Graves played the title role when the musical premiered in 2021 at New York’s Glimmerglass Festival.

The foundation’s third program, “Generational Voices” matches an up-and-coming opera singer with a mentor, an industry legend who provides advise on everything from role selection to the financial aspects of singing for the stage.

“In classical music, no one looks out for the career of the singer,” Graves said.

“Students get out of the conservatory and they are excited and they want to perform and they have student loans to pay back. Someone offers them a role and they say yes whether it’s right for them or not. That’s how careers die before they can begin.”

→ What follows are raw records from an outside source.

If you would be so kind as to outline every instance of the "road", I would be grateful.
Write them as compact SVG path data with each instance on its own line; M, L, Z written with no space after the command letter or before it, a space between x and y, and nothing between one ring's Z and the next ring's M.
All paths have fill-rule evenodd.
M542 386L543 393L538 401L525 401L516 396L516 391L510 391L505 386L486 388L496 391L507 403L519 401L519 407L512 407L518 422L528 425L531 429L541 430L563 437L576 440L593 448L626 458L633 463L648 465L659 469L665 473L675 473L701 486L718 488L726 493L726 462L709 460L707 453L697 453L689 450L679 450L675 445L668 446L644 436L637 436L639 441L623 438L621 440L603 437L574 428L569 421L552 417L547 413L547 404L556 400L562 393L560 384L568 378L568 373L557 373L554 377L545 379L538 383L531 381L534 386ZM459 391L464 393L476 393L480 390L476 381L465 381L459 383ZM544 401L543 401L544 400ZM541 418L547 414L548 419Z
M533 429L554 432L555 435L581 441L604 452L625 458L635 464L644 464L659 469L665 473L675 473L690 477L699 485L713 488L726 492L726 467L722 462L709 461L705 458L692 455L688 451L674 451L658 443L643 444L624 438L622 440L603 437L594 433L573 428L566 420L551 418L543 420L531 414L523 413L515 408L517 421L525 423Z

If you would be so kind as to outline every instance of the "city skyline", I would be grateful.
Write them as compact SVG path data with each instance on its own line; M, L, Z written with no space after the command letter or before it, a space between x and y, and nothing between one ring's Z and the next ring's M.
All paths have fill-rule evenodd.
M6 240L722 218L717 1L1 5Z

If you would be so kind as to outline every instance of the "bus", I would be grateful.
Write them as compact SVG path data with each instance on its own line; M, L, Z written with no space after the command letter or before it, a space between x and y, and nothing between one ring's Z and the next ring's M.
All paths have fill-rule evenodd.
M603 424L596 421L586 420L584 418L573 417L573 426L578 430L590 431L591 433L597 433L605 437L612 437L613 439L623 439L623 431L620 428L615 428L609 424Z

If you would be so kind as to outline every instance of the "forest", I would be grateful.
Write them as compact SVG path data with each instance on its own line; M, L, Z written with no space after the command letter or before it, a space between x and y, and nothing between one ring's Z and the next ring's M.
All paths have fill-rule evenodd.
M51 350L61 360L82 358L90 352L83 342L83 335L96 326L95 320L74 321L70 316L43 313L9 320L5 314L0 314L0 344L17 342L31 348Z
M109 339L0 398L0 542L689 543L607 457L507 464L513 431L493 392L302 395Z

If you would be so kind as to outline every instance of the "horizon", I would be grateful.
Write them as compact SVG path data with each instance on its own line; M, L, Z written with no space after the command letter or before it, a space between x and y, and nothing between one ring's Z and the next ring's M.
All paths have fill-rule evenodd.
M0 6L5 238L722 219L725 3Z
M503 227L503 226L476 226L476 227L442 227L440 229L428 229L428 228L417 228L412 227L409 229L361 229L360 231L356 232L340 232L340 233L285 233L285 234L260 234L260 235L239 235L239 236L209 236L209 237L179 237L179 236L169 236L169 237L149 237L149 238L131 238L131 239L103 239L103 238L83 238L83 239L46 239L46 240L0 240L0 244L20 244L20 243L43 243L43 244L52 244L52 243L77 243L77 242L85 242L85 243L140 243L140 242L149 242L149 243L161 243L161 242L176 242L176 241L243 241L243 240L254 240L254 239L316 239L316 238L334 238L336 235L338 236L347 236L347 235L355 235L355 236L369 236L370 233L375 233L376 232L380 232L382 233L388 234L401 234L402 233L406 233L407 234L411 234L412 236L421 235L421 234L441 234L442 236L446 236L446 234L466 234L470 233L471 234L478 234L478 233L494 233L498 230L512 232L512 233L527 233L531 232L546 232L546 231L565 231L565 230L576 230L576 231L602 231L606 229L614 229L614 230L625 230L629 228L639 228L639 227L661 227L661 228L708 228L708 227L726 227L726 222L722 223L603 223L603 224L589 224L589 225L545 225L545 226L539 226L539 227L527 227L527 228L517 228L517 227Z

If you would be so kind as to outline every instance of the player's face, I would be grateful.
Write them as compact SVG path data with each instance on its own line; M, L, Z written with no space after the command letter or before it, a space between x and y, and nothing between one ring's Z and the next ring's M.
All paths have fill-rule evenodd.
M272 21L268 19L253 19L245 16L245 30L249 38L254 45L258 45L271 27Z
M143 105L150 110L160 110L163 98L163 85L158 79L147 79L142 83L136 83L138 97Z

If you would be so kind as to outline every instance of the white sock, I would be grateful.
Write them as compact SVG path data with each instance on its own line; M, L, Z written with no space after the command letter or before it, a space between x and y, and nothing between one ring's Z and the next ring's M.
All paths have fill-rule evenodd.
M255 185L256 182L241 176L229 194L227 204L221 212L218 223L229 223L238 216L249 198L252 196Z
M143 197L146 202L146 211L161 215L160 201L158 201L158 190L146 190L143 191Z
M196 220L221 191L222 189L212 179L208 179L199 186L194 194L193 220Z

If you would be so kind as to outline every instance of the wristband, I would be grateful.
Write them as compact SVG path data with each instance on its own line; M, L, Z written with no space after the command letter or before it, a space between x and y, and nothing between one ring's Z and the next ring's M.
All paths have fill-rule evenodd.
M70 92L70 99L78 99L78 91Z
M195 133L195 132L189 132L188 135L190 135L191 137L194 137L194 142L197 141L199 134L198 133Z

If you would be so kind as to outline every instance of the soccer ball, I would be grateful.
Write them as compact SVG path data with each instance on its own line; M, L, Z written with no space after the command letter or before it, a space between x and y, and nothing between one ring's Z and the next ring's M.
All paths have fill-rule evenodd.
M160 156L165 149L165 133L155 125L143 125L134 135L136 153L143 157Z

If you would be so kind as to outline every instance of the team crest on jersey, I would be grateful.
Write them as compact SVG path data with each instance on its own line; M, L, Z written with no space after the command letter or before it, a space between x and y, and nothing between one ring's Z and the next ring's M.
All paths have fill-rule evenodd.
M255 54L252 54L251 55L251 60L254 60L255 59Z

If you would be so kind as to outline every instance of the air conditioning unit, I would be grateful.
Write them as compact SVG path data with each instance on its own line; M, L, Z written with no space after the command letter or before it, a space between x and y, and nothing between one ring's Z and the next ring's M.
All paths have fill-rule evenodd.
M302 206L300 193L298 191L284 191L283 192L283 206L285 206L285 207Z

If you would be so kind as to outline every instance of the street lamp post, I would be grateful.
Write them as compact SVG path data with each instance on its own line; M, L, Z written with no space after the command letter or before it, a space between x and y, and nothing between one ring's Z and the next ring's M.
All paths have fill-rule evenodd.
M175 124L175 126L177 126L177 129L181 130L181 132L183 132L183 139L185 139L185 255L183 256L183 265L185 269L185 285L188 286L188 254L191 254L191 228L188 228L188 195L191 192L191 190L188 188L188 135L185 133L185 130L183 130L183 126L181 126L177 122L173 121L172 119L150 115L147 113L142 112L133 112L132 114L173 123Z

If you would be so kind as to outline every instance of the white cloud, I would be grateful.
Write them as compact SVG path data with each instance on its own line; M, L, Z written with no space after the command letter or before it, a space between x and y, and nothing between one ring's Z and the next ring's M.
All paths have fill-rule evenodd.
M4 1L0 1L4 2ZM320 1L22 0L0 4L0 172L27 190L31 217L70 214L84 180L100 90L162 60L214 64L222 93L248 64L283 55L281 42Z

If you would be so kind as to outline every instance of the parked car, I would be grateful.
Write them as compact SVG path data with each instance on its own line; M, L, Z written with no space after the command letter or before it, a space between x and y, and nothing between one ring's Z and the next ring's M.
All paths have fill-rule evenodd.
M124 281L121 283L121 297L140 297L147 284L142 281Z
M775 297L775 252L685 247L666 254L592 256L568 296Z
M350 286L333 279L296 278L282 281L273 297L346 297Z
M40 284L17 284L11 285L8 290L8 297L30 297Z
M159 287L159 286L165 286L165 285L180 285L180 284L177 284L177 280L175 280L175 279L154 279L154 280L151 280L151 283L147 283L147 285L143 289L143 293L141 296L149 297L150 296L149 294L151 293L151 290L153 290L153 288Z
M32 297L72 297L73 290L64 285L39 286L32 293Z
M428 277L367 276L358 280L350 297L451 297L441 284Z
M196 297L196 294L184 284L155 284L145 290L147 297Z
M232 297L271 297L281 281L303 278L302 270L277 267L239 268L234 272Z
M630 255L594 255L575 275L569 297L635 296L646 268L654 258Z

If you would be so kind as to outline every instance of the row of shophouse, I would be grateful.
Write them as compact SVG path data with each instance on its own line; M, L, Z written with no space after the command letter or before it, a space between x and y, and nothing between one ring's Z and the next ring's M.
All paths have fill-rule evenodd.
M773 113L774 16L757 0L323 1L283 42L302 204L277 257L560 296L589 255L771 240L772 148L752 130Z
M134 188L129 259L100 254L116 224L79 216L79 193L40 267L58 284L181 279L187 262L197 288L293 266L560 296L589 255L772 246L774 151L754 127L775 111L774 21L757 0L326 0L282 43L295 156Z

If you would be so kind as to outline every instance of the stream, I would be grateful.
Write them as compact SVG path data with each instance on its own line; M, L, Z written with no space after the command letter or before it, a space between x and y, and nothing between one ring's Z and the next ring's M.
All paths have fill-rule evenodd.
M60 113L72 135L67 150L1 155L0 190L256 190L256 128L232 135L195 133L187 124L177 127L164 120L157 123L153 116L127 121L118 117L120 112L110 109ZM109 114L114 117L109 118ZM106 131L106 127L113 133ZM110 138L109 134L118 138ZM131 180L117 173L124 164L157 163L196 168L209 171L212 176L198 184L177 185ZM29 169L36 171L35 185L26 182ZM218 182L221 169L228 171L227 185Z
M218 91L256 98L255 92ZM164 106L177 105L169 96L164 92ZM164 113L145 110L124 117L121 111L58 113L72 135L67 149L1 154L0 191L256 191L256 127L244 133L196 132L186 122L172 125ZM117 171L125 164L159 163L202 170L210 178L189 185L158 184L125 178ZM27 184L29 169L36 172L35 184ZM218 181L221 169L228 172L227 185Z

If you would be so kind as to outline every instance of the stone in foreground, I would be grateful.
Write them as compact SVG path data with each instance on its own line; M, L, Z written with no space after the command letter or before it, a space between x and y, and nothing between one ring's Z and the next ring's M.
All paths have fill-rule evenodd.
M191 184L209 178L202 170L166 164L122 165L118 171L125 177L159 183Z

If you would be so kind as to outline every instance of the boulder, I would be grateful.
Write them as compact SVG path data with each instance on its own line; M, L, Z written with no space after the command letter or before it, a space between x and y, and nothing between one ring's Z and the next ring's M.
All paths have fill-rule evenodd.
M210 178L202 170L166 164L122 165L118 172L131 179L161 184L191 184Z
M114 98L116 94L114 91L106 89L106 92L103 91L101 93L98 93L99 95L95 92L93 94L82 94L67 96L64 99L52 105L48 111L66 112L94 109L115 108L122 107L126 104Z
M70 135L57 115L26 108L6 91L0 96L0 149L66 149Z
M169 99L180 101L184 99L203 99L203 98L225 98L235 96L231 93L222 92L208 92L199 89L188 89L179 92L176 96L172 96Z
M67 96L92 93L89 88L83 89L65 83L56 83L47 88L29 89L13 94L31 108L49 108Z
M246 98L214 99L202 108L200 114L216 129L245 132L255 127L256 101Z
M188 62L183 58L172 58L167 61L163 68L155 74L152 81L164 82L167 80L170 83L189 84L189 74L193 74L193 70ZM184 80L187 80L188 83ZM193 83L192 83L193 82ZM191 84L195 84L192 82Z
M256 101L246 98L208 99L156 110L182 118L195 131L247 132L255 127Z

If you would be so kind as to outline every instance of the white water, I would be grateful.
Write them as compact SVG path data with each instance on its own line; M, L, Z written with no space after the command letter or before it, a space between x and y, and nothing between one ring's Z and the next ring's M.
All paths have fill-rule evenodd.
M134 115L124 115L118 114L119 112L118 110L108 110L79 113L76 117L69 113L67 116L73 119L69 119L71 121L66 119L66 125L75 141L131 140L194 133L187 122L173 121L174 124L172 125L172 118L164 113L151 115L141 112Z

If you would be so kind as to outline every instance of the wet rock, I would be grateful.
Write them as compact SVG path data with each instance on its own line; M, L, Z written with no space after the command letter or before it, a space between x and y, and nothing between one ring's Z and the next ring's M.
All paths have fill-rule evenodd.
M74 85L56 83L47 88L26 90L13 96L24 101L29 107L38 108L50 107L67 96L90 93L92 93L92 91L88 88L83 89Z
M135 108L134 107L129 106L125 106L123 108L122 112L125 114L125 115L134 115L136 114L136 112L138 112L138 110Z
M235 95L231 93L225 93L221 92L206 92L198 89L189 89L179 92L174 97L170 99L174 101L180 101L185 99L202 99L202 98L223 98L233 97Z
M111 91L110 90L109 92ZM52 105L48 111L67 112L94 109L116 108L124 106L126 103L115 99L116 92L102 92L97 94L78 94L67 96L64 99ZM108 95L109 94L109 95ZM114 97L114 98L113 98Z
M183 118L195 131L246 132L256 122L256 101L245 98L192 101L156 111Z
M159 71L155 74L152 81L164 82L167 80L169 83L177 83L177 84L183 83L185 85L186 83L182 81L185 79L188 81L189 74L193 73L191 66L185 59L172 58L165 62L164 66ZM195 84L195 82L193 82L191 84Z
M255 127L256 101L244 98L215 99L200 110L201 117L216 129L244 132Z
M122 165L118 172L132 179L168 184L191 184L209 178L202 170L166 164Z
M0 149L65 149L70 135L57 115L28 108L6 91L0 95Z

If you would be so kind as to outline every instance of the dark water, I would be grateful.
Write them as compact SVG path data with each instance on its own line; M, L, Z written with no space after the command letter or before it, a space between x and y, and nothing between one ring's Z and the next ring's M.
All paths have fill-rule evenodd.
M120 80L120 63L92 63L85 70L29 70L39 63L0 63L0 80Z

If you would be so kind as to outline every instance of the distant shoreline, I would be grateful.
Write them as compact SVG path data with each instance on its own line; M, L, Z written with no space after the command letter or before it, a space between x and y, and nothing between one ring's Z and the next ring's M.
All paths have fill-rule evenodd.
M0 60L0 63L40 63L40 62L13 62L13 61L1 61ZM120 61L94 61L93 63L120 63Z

During the pandemic, Graves and her staff ran the foundation themselves. But as the pandemic abated and schedules gradually returned to normal, the board realized they needed a senior manager to oversee the staff and programs. They hired Eberhardt, a Peabody graduate and the longtime music coordinator for the Howard County Public Schools.

“We have been supported by very generous foundations,” Eberhardt said, “but we haven’t really gone after public dollars and grants. We need to develop a strategic plan to identify how we can sustain the foundation’s mission forever.”

They’re already seeing some early success — including that of Graves’ furious and heartbroken former student.

Perhaps the young woman was inspired by Dawson’s story of triumph over formidable odds, or was warmed by Graves’ soup recipe. Or maybe the pandemic ended just in the nick of time.

But something clicked.

Though she couldn’t have known it in 2020, the young woman would get her chance to perform on one of the world’s great stages.

“She’s singing right now in the chorus of the Met,” Graves said.